His "Catalogue of a series of specimens in the British Museum (Natural History) illustrative of the more common forms of Native Silica" (George Allen, 1884) to a certain extent suggests his agate theory. This is well worth looking through when a visit to the Museum gives the reader an opportunity of comparing these beautiful stones, many of them presented by Ruskin, who also gave the great jewels he called the Colenso diamond and the Edwardes ruby (after his friend Sir Herbert Edwardes, whose life he wrote in "A Knight's Faith").

Another printed catalogue, running to fifty pages, was written to expound a collection given to St. David's School, Reigate (the Rev. W. H. Churchill's, now at Stonehouse, Broadstairs) in 1883. A third collection, similarly catalogued, was given to Kirkcudbright Museum, and others to Whitelands College, Chelsea, and the St. George's (now called the Ruskin) Museum, Sheffield. These do not exhaust the list of his gifts, but serve to show how eager he was to share his interests with boys and girls, working men and the big public, who must surely, he thought, love these phases of Nature's beauty when they had opportunity of seeing them.
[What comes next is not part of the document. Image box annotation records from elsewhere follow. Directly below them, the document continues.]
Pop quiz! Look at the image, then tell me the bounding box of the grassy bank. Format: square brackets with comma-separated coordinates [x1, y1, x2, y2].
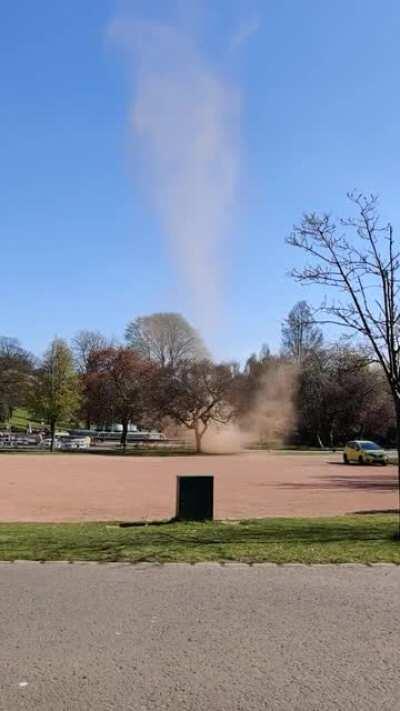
[0, 514, 400, 564]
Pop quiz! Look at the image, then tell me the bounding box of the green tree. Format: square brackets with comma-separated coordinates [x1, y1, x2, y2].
[0, 336, 33, 420]
[31, 338, 80, 451]
[282, 301, 323, 363]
After the illness of 1878 which set him aside from Oxford work, he took to stones of all sorts with ardour. Even at Oxford he had not quite forgotten them: the lecture called "The Iris of the Earth" (given in London, February 1876) is a poetical miscellany of jewel-lore. While he was at work on this at Oxford he sent the college messenger round with a pressing note for one of his pupils to come at once. "I want to know what _gules_ means. Run to Professor ---- and Professor ---- and find out. The books say it means _gueule_, the red of a wild beast's throat, but that is too nasty." "Why not _gul_? I think that is Persian for _rose_," said the pupil. "Wonderful!" said he; "_In the gardens of Gul!_ Of course!" And down it went in the lecture.
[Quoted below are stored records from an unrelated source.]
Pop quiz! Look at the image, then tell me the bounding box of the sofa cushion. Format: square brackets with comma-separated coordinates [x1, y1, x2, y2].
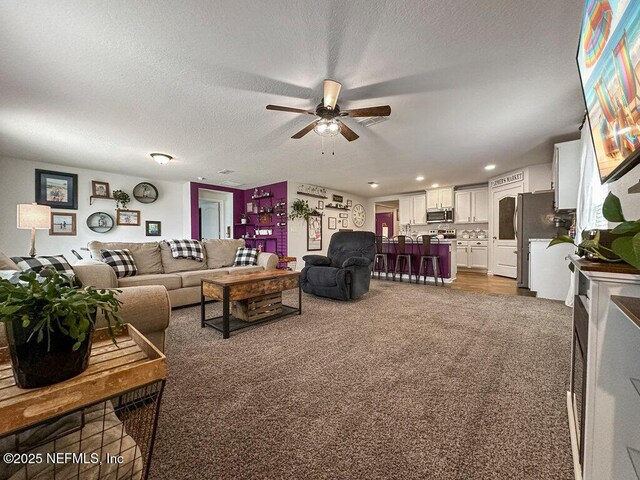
[176, 268, 228, 288]
[0, 250, 18, 270]
[202, 238, 244, 268]
[164, 239, 204, 262]
[100, 248, 138, 278]
[88, 240, 164, 275]
[118, 273, 182, 290]
[222, 265, 264, 274]
[160, 242, 207, 273]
At Brantwood in the early 'eighties there was a busy time with minerals. He was trying to get deeper into the secret, and to look up the more scientific side of the question. He even got a microscope, and his secretary had to make drawings of diamond anatomy, which I am afraid only confirmed him in his distrust of microscopes. He pored over crystallography, and tried to rub up his mathematics, only to find that nothing of the sort explained why gold made itself into fronds, and snow into stars, and diamonds into marvellous domes built up of shield within shield, round-sided triangles--not round-sided after all, but mysteriously straight lines, simulating curves, and so blended and harmonised and perfected that a good uncut diamond is perhaps the most bewilderingly beautiful thing in Nature. Here is one of his sketches giving a diagram of the big "St. George's" diamond he bought for L1000, and studied, and made his secretary study, for weeks together. It ought perhaps to be said that the diagram represents only one facet, and that this is magnified fully two diameters; the diamond is large, but not so large as all that. I cannot reproduce the best drawing made at the time, too elaborate in its attempt at transparency and detail; "That style of drawing was too utter by far," he said; but his diagram may give some hint of the reason why he preached "uncut diamonds" as well as the jewellery of native gold.
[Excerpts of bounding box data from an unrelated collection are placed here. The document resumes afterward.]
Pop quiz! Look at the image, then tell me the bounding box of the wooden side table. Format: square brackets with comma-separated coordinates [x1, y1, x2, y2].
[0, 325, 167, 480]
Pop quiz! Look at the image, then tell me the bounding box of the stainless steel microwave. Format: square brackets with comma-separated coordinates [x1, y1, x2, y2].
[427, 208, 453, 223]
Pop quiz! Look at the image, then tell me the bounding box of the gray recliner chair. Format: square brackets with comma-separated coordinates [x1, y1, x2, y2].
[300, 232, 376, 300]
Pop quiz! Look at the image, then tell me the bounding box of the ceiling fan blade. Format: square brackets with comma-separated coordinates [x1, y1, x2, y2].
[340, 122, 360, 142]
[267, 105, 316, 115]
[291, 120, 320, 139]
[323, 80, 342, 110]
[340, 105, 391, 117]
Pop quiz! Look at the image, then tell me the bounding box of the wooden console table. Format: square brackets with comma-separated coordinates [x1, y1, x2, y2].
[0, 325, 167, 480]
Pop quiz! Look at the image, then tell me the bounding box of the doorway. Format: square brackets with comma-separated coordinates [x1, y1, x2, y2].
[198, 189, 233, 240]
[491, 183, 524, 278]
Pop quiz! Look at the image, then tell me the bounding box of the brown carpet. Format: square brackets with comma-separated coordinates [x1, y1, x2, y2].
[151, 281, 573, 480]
He put his theory into practice more than once; especially in a fine pendant he gave to Mrs. Severn, who designed the setting. It is about two and three-quarter inches long, not including the clasp. Two large moonstones _en cabochon_ but irregular in outline are set in an arrangement of gold leaves and twigs; among them are nine spikes of uncut sapphire each about half an inch long, radiating from the moonstones, which are joined by two uncut diamonds, one round and one triangular; a quantity of small rubies are dotted about the group to give contrast of colour. The effect is most picturesque, but of course it has not the glitter--the vulgar glitter, Ruskin called it--of ordinary jewellery. To see the special charm you have to look close.